The government is optimistic it will be able to make up some of the shortfall with the growth in gold mining, but tax revenue from that sector is scant. Of the $3 billion in gold exports last year, public coffers received only $75 million in taxes, according to official data.
“We’re scraping the barrel,” said analyst Gonzalo Chávez, who is an economics professor at Catholic University of Bolivia.
Bolivia can no longer rely on commodities to carry the economy, La Paz-based economic consultant Jaime Dunn said.
“It’s an exhausted economic model that based its success on capturing the surplus generated by natural resources, not on generating wealth. It worked when raw materials fetched high prices,” Dunn said. “The only way to keep it alive is by burning more currency and increasing debt, which already stands at around 70% of GDP.”
Dunn says the government should do more to promote the agricultural sector that has been silently growing its exports. But he says the government is not eager to promote an industry that is concentrated in the eastern region of Santa Cruz, led by an administration that is in opposition to the central government.
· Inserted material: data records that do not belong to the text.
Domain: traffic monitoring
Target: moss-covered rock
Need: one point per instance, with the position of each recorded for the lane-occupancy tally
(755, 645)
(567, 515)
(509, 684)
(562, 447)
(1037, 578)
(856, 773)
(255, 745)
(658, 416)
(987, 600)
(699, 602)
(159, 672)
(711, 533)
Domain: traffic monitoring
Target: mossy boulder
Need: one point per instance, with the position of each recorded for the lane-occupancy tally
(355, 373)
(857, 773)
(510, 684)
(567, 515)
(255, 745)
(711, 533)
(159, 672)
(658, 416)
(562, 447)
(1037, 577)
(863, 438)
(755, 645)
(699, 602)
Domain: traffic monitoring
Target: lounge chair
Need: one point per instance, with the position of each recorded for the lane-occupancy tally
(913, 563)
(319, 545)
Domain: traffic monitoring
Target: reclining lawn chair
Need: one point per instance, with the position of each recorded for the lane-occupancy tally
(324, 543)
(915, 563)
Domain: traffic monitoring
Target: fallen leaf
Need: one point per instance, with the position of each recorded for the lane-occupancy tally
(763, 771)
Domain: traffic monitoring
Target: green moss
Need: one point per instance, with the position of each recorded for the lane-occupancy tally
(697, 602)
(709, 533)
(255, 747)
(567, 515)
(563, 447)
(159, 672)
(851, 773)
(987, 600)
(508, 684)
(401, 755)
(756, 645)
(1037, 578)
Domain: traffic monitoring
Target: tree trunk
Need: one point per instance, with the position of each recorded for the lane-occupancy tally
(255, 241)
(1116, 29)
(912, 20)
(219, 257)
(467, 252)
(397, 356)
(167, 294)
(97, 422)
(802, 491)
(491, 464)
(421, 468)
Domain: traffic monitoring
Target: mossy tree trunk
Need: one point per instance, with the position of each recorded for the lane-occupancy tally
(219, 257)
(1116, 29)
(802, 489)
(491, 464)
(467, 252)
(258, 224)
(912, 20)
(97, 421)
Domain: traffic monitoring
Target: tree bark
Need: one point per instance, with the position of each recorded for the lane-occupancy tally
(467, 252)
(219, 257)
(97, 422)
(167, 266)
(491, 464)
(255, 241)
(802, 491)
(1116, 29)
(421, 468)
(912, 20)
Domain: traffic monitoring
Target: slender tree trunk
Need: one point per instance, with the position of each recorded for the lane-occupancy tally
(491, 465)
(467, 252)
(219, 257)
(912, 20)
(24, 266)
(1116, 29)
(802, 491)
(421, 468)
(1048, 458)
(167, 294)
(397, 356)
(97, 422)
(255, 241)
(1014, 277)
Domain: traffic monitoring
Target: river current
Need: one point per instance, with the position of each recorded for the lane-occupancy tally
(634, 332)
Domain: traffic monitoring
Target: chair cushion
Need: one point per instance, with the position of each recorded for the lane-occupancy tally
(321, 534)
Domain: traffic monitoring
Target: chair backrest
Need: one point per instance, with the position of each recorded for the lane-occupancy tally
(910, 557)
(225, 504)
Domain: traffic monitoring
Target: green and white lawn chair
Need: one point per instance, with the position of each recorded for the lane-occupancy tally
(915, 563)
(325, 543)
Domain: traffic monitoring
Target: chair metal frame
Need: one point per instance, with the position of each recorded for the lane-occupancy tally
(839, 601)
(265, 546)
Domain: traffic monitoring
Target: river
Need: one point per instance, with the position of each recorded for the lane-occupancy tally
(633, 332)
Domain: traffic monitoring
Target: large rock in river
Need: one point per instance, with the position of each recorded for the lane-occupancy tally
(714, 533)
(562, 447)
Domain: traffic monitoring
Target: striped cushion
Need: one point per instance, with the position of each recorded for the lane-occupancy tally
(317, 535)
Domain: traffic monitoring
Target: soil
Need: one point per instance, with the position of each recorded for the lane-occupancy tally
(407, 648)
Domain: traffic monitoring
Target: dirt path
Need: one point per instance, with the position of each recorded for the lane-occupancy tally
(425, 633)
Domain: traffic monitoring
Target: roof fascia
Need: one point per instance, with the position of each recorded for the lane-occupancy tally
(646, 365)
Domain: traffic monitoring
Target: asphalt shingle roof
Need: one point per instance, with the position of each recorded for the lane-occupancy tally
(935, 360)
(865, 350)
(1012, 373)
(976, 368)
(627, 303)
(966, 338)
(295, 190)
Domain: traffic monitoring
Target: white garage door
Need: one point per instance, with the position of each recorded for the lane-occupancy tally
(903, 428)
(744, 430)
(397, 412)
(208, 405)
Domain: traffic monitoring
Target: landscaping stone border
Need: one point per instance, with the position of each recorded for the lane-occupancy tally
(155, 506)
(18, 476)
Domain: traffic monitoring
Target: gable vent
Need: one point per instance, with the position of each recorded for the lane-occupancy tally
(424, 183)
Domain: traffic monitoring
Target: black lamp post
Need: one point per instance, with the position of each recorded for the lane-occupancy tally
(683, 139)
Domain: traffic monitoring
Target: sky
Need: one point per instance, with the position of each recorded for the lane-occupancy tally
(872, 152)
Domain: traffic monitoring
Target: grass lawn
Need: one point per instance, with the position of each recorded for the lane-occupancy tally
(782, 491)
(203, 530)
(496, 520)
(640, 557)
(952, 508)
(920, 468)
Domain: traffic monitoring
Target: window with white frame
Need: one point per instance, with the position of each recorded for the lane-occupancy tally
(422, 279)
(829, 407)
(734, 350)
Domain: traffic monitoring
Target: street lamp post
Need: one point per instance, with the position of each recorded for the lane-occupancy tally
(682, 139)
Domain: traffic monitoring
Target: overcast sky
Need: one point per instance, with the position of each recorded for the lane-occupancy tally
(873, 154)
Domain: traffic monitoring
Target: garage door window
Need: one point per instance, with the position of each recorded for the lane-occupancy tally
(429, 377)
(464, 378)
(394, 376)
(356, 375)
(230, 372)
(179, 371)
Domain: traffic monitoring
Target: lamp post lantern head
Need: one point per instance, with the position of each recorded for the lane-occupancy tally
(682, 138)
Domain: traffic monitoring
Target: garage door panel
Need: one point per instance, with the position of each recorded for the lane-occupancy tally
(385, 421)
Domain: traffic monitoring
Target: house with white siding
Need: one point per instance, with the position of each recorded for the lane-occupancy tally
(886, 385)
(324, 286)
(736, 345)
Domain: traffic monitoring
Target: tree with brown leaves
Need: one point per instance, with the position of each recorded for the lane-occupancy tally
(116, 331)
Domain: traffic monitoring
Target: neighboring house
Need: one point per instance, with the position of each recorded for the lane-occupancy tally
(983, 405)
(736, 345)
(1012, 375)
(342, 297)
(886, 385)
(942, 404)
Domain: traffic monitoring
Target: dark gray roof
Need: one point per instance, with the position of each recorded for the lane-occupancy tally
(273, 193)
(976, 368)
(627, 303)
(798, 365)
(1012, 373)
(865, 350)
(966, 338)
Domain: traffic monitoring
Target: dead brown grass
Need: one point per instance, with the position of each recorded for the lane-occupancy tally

Economy Minister Marcelo Montengro has pushed back against criticism, saying the current economic model of subsidies and a fixed exchange rate have contributed to “a robust productive apparatus with price stability and low inflation.”
Social protests, though, are on the rise. Public school teachers, for example, have been taking to the streets for six weeks, demanding more funding. The government has said it can’t meet the demands at a time when it’s facing lots of friendly fire amid public criticisms of Arce’s management by his political mentor, former President Morales, who is also the head of the ruling Movement for Socialism.
“We were coming out of the pandemic that plunged us into crisis, and I feel like we’re sinking again just as the economy was recovering,” said Sofia Godínez, a 54-year-old homemaker.